Nuevos detalles han surgido del asalto del que fue víctima Kim Kardashian en un lujoso complejo residencial del barrio de La Madeleine en París.

“Kim fue amarrada, amordazada y le envolvieron la cabeza con cinta adhesiva. Le pusieron ataduras de plástico alrededor de las muñecas pero consiguió quitárselas retorciéndose las manos”, aseguró a People una fuente cercana a la estrella de reality.

El mismo informante detalló a la publicación que Kim “estaba histérica, pero no gritó. Sabía que tenía que guardar silencio para sobrevivir. Llegó a creer que la iban a violar. Tenía una pistola en la cabeza todo el tiempo”.

Tras quitarse las ataduras, la esposa de Kanye West gritó desde el balcón de su habitación hasta conseguir que su amiga y ex estilista Simone Harouche, que estaba en una habitación cercana, la escuchara y acudiera a su auxilio: “[Simone] estaba abajo y llamó Pascal (guardaespaldas de Kim) sin saber lo que estaba pasando preguntando si todo estaba bien”.

Tras enterarse de lo ocurrido, Kanye West suspendió su show en Nueva York: “Se siente aterrorizado.
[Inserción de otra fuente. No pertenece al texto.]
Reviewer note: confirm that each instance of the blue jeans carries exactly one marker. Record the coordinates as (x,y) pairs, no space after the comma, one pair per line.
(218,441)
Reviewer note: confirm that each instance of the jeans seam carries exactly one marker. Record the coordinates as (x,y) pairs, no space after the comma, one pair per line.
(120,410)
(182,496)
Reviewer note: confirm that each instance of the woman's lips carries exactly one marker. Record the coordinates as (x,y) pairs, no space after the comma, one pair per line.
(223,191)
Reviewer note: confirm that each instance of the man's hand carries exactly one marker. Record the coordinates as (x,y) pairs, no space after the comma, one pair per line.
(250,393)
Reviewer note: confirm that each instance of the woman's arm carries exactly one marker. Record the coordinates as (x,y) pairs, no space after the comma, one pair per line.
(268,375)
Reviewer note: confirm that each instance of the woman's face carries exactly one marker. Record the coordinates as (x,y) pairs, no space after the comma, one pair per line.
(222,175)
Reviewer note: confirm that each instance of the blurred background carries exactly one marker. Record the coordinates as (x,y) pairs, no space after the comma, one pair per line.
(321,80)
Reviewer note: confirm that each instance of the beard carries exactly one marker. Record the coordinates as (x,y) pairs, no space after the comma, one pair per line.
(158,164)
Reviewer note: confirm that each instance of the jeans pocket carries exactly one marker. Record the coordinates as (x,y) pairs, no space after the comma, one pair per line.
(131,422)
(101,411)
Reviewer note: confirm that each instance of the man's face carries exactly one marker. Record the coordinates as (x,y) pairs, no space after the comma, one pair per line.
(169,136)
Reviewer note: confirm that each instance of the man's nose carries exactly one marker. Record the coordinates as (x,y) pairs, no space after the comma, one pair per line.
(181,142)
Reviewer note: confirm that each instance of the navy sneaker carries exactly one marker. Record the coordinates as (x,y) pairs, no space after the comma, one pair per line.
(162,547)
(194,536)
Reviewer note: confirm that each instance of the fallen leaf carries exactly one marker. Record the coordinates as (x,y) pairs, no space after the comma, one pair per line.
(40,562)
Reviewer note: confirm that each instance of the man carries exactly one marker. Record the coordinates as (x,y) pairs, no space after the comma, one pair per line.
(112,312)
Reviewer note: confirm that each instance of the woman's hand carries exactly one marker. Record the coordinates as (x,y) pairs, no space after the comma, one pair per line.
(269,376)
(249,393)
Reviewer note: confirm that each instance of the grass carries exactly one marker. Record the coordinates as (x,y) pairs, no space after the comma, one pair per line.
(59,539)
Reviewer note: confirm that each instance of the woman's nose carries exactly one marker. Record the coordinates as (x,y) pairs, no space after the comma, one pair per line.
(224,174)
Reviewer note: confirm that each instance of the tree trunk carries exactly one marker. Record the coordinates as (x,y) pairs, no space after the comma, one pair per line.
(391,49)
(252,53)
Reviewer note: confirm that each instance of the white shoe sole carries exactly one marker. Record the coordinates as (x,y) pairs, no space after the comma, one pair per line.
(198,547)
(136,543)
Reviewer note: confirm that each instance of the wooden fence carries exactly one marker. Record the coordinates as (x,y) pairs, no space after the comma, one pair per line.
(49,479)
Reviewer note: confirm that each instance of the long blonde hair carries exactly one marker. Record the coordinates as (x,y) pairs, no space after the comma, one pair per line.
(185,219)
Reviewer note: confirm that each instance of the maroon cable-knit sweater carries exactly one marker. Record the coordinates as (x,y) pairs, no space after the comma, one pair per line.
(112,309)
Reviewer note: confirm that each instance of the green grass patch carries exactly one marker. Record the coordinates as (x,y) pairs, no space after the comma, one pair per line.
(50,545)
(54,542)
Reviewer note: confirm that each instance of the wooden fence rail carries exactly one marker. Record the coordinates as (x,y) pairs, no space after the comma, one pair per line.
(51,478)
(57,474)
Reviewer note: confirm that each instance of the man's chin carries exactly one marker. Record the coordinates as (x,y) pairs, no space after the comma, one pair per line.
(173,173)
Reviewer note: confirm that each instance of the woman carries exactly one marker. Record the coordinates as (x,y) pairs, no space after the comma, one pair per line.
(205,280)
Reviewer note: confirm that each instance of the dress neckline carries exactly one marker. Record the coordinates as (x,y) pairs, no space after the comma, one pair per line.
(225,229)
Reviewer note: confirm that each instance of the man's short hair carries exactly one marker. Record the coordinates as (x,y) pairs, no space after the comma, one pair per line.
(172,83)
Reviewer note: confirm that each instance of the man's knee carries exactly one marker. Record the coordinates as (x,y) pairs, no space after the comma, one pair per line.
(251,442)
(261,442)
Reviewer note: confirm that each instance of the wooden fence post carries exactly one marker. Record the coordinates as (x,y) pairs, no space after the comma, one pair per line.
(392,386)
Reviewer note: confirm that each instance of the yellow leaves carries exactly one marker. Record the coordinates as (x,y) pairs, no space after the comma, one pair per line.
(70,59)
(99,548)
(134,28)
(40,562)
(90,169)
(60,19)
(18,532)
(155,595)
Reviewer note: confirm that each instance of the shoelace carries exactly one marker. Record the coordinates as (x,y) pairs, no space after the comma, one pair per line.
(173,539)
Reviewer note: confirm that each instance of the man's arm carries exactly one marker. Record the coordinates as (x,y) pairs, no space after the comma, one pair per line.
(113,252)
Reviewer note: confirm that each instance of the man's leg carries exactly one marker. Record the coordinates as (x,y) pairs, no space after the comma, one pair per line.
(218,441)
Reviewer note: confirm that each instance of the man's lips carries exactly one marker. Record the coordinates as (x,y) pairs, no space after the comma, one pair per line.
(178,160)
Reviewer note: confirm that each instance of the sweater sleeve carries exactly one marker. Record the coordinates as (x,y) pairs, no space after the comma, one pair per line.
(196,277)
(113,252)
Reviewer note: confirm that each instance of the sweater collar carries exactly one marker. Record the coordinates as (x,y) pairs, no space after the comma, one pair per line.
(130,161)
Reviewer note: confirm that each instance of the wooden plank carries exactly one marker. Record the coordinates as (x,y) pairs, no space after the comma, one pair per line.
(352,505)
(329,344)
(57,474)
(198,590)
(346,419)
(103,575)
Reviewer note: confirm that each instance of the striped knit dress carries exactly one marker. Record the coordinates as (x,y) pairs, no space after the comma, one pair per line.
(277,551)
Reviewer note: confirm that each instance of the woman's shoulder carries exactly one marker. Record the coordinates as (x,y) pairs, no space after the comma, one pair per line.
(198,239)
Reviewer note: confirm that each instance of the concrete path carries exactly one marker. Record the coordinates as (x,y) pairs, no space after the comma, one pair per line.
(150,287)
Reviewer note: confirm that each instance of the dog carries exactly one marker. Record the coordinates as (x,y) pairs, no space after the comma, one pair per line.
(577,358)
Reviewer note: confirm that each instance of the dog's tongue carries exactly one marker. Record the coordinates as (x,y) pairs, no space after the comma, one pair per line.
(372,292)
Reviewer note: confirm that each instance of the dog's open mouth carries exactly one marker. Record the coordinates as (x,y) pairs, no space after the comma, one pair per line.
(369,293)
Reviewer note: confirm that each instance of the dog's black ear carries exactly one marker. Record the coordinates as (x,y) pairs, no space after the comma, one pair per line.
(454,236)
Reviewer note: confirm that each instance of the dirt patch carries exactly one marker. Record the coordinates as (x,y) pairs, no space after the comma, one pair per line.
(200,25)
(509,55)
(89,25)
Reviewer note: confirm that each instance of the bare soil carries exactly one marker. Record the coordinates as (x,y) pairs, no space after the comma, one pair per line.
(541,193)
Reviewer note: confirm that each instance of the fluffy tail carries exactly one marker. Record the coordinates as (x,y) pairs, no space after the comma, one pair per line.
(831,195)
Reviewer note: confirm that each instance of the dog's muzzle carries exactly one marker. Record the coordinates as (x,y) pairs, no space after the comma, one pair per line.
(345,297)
No sólo porque fuera víctima de un atraco, sino porque temió por su vida y pensó que la iban a violar. Ella fue brutalmente maltratada”, añadió el informante.

Según se consigna en los reportes de las autoridades, Kim declaró que los asaltantes no hablaban inglés y únicamente se dirigieron a ella usando la palabra “ring”, por lo que ella inmediatamente supo que buscaban su anillo de compromiso valuado en 4 millones de dólares. Asimismo, ella habría rogado a los delincuentes que no le hicieran daño pues tenía dos hijos que cuidar.

De acuerdo con los reportes de prensa, el robo, cuyo móvil fueron las valiosas joyas de la empresaria valuadas en más de 10 millones de dólares, ocurrió a las tres de la mañana y fue perpetuado por cinco hombres vestidos de policías; tres de ellos amagaron al vigilante del lugar y dos entraron a la habitación donde Kim se encontraba sola. (http://www.quien.com/)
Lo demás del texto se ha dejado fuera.